Nem por isso ele deixa de entender mal esse repisar da experiência […] O que se passa nesse barco, onde há também seres dos dois sexos, é notável, entretanto. É que me sucede ouvir da boca de pessoas que às vezes me vêm visitar desses barcos, a mim, meu Deus, que estou em outro, que nele não imperam as mesmas regras”.
LACAN, Jacques. O Seminário, livro 19: …ou pior [1971-1972]. Tradução de Vera Ribeiro. Rio de Janeiro: Zahar, 2012, pp. 18-19.

O repisar é algo que se passa em uma análise. Re-pisamos sempre no mesmo sentido, seguindo as pegadas da fantasia – o canto das sereias.

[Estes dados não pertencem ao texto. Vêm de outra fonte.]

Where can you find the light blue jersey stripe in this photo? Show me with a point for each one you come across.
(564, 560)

Neste trecho do seminário 19, no qual Lacan desenvolve a lógica do não-todo, ele faz equivaler a significação fálica ao significado global, denunciado como um refúgio do psicanalista, onde ele pode ficar preso.

É fácil lembrarmos aqui da orientação de Freud, na Interpretação dos sonhos, para que possamos escutar os detalhes que escapam ao sentido, pois é nos detalhes, e não na narrativa maior encobridora, que localizaremos aquilo que pulsa no sintoma. Mas, na Interpretação dos sonhos, Freud ainda está amarrado ao mastro, e ali mesmo os detalhes acabarão servindo sempre ao sentido fálico, como chaves secretas de acesso. Lacan nos indica que estamos agora em outro barco, no qual a verdade só pode ser meio-escutada através dos furos, dos poros: o corpo é o que faz furo no sentido sexual. “Fora do significado global” é uma forma de dizer “não-todo”.

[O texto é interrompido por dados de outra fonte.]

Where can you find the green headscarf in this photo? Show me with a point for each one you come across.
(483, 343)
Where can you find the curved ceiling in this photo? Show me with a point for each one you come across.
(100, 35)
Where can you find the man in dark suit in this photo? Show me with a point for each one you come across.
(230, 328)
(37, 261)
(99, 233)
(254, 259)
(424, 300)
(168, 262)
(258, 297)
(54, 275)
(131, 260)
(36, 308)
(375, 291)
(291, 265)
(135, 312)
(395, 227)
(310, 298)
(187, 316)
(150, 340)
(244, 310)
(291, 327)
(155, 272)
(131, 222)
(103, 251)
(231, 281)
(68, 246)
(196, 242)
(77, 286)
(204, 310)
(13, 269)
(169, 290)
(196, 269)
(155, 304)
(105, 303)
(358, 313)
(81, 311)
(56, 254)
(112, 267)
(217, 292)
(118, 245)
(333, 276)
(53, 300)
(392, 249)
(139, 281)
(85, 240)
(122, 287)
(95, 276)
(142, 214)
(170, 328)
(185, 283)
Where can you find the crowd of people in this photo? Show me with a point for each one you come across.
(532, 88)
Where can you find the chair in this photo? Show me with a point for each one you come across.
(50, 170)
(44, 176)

As reticências do título do seminário, “…ou pior”, marcam um lugar para os vazios, uma vez que o lugar vazio seria a única forma de “agarrar algo com a linguagem” (p. 12). Não se trata mais da questão dos limites da linguagem para a apreender o real, mas de compreender que o discurso é feito pelo real que nele se esgueira, de escutar o real que impregna a linguagem.

Ler o sintoma a contrapelo, nos sugere Miller. Me ocorre pensar que enquanto o pelo cresce sempre no mesmo sentido e certamente é aparável (pode caber na fantasia), o que aparece no contrapelo é o corpo, não-todo: são os poros pulsantes e as arestas inaparáveis.